The cumulative evidence arising from available studies suggests that a PAAINESD score ≥ 15–17 (depending on whether the variable “general anesthesia” is included in the risk score calculation or not) identifies patients with SHD and VT at particularly high risk of adverse periprocedural and postprocedural outcomes. Careful consideration of the optimal sedation or anesthesia strategy as well as the use of mechanical assist devices periprocedural may further help to prevent AHD in patients with multiple other risk factors [53, 54, 58].

12-Lead Electrocardiogram and Body Surface Mapping Before Ventricular Tachycardia Ablation

The standard 12-lead ECG is of paramount importance in planning catheter ablation procedures for treatment of VAs, including VT and PVC, and in the case of hemodynamically tolerated VAs, every effort should be done to record the 12-lead ECG. In cases of focal VA in structurally normal heart, the 12-lead ECG is a relatively accurate indicator of the source location, whereas in the presence of myocardial scarring from whatever cause (in which reentry is the predominant mechanism of arrhythmia), the ECG reflects the exit site from the reentrant circuit, rather than the isthmus site, which typically represents the best ablation target.

Ventricular Tachycardia in the Absence of Structural Heart Disease

The 12-lead ECG features, during PVCs or VT, arising in structurally normal heart have been described in detail. Examples of such cases are VAs from RV or LV outflow tracts (OT) (including the aortic sinus of Valsalva), idiopathic fascicular (verapamil-sensitive) VT related to the LV Purkinje system, and other LV sources, including anterior and posterior papillary muscle VT, para-Hisian VT, mitral annular VT, LV summit VT and other RV sources, including tricuspid annular VT, moderator band VT, and RV papillary muscle VT.

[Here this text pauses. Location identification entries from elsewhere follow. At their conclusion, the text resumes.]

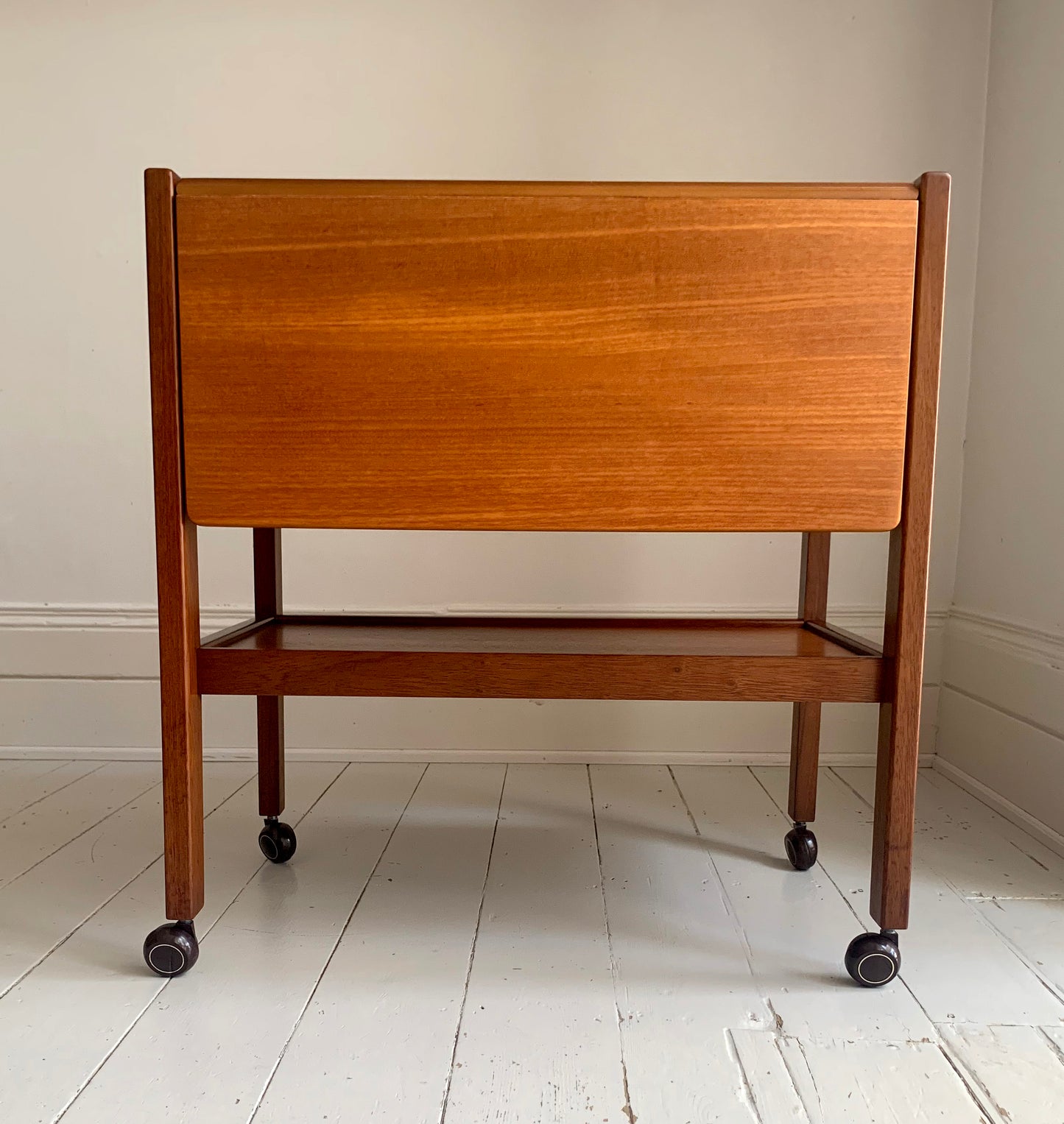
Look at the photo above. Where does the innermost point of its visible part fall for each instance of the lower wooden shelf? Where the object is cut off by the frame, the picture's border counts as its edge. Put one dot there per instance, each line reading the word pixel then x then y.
pixel 535 658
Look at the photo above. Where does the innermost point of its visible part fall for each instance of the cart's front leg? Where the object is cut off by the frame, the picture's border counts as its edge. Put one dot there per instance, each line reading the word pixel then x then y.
pixel 172 949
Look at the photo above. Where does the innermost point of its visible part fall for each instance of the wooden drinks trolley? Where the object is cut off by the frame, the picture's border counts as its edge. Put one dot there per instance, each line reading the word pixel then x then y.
pixel 543 356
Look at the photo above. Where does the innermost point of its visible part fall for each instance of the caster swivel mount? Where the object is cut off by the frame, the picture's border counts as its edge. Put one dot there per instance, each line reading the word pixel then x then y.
pixel 873 959
pixel 171 949
pixel 277 841
pixel 801 846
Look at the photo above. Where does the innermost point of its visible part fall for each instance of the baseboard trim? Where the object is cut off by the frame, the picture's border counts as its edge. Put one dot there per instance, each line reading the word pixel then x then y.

Certain ECG patterns can indicate these regions of origin. An LBBB inferior axis morphology with late transition (> lead V3) indicates an origin in the RVOT. Lead I QRS vector indicates whether the origin is anterior and leftward (negative) or posterior and rightward (positive) located [59]. Notching and widening of the QRS in the inferior leads indicates a lateral (free wall) position in the RVOT (Fig. 19.2) [60].

Fig. 19.2
figure 2

RVOT PVC morphologies from the septal aspect and free wall. A number system is used from 1 to 9 to approximate distance from the pulmonic valve. Most idiopathic PVCs/VT originate from sites adjacent to or just above the pulmonic valve designated by site 1, most posterior and rightward; site 2, mid position; and site 3, most leftward position. PVCs from free wall aspect are smaller in amplitude, may have notching in inferior leads, are wider, and have a later precordial transition than PVCs from the septal aspect

An earlier transition of PVC from LBBB morphology compared to the sinus beat transition in the precordial leads or an early transition (≤ lead V3) indicates a left-sided origin, and a broader and taller R wave in V1 or V2 could indicate an origin from the sinus of Valsalva [61]. A hallmark feature of an RCC-LCC cusp junction origin is the presence of a QrS morphology or a QS morphology in lead V1 with notching on the downward deflection (Fig. 19.3) [62, 63].

Fig. 19.3
figure 3

Typical LVOT PVC morphologies

VAs arising from the papillary muscles (PM) have distinguishing ECG features, typically RBBB morphology, and transition at leads V3–V5. Posteromedial PM origin is characterized by a superior axis, while an inferior axis or discordant axis is seen from the anterolateral papillary muscle. Characteristic of the papillary muscle origin is a qR pattern in lead V1. In contradistinction to papillary muscle origins, a fascicular origin has a much narrower QRS complex and an rsR pattern in V1 (Fig. 19.4) [64,65,66].

Fig. 19.4
figure 4

QRS morphological differences between papillary muscle and fascicular PVC/VT are highlighted. Typical PVC from the papillary muscle has a QRS morphology showing a qR in V1 and is wider than that noted from the Purkinje network

There are several ECG criteria that have been proposed to identify LV summit ventricular arrhythmias. These either have a right bundle branch block configuration in lead V1 or a left bundle branch block configuration with early precordial transition (V3 or earlier). The axis is always inferior. Importantly, there is generally a pattern break in lead V2, with more net negativity than leads V1 or V3. There is often a Q wave in lead I from these epicardial sites [67, 68].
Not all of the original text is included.